11. Procedimiento de cribaje de fármacos que sean útiles en el tratamiento o prevención del síndrome de QT largo, dicho procedimiento comprendiendo:

(a) preparar un animal transgénico no humano cotransfectado con HERG de tipo salvaje y un ácido nucleico que comprende una secuencia de nucleótidos que codifica el polipéptido indicado en la SEC ID Nº: 2;

(b) medir la corriente de K⁺ inducida en el animal transgénico de la etapa (a);

(c) preparar un animal transgénico no humano cotransfectado con HERG de tipo mutante y un ácido nucleico que comprende una secuencia de nucleótidos que codifica el polipéptido indicado en la SEC ID Nº: 2;

(d) medir la corriente de K⁺ inducida en el animal transgénico de la etapa (c);

(e) administrar un fármaco al animal transgénico de la etapa (c);

(f) medir la corriente de K⁺ inducida en el animal tratado con fármaco de la etapa (e);

(g) determinar si el fármaco produjo una corriente de K⁺ inducida más similar o menos similar a la corriente de K⁺ inducida observada en el animal transgénico cotransfectado con HERG de tipo salvaje y un ácido nucleico que comprende una secuencia de nucleótidos que codifica el polipéptido indicado en la SEC ID Nº: 2 en comparación con la corriente observada en un animal transgénico cotransfectado con HERG mutante y un ácido nucleico que comprende una secuencia de nucleótidos que codifica el polipéptido indicado en la SEC ID Nº: 2 en ausencia de fármaco,

donde un fármaco que produce una corriente más similar a la corriente observada en animales transgénicos cotransfectados con HERG de tipo salvaje y un ácido nucleico que comprende una secuencia de nucleótidos que codifica el polipéptido indicado en la SEC ID Nº: 2 es útil en el tratamiento o prevención del síndrome de QT largo.

12. Animal transgénico no humano, donde dicho animal comprende un ácido nucleico que comprende una secuencia de nucleótidos que codifica el polipéptido indicado en la SEC ID Nº: 2 y un HERG humano mutante.
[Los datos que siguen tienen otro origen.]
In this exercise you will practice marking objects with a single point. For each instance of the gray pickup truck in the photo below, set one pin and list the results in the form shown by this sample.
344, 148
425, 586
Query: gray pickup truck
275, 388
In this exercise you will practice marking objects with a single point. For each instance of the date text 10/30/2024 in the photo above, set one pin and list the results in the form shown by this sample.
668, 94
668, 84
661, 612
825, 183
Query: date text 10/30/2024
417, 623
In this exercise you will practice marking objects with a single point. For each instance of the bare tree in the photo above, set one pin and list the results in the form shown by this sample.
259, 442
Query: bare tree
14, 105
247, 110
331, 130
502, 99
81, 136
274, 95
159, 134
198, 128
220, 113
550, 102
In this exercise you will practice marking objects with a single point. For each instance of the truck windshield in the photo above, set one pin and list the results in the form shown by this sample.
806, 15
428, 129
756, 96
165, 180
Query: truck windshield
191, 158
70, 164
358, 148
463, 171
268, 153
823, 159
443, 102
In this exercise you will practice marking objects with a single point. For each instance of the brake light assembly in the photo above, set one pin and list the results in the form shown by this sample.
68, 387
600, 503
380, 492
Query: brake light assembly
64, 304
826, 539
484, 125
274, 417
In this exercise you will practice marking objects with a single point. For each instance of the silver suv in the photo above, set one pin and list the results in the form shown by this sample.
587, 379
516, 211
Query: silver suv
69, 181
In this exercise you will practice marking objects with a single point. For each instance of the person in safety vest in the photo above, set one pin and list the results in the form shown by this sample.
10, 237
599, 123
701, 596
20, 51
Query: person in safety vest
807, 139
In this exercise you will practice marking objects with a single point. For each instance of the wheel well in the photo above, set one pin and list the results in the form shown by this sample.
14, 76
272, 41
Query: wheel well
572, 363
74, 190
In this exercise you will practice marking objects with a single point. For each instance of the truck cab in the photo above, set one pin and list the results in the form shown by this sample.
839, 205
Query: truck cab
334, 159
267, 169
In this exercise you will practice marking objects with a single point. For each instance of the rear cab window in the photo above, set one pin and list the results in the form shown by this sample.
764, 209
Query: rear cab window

13. Procedimiento para determinar la capacidad de un fármaco de afectar a la corriente de potasio rectificadora retardada rápida (I_Kr), dicho procedimiento comprendiendo:

a) poner células que expresan HERG mutante y un ácido nucleico que comprende una secuencia de nucleótidos que codifica el polipéptido indicado en la SEC ID Nº: 2 en una solución de baño para medir la corriente;

b) medir o detectar una primera corriente de K⁺ inducida en las células de la etapa (a);

c) añadir un fármaco a la solución de baño de la etapa (a);

d) medir una segunda corriente de K⁺ inducida en las células de la etapa (c); y

e) determinar si la adición de dicho fármaco en la etapa (c) inhibe, aumenta o altera el I_Kr comparando dicha primera corriente de K⁺ inducida con dicha segunda corriente de K⁺ inducida.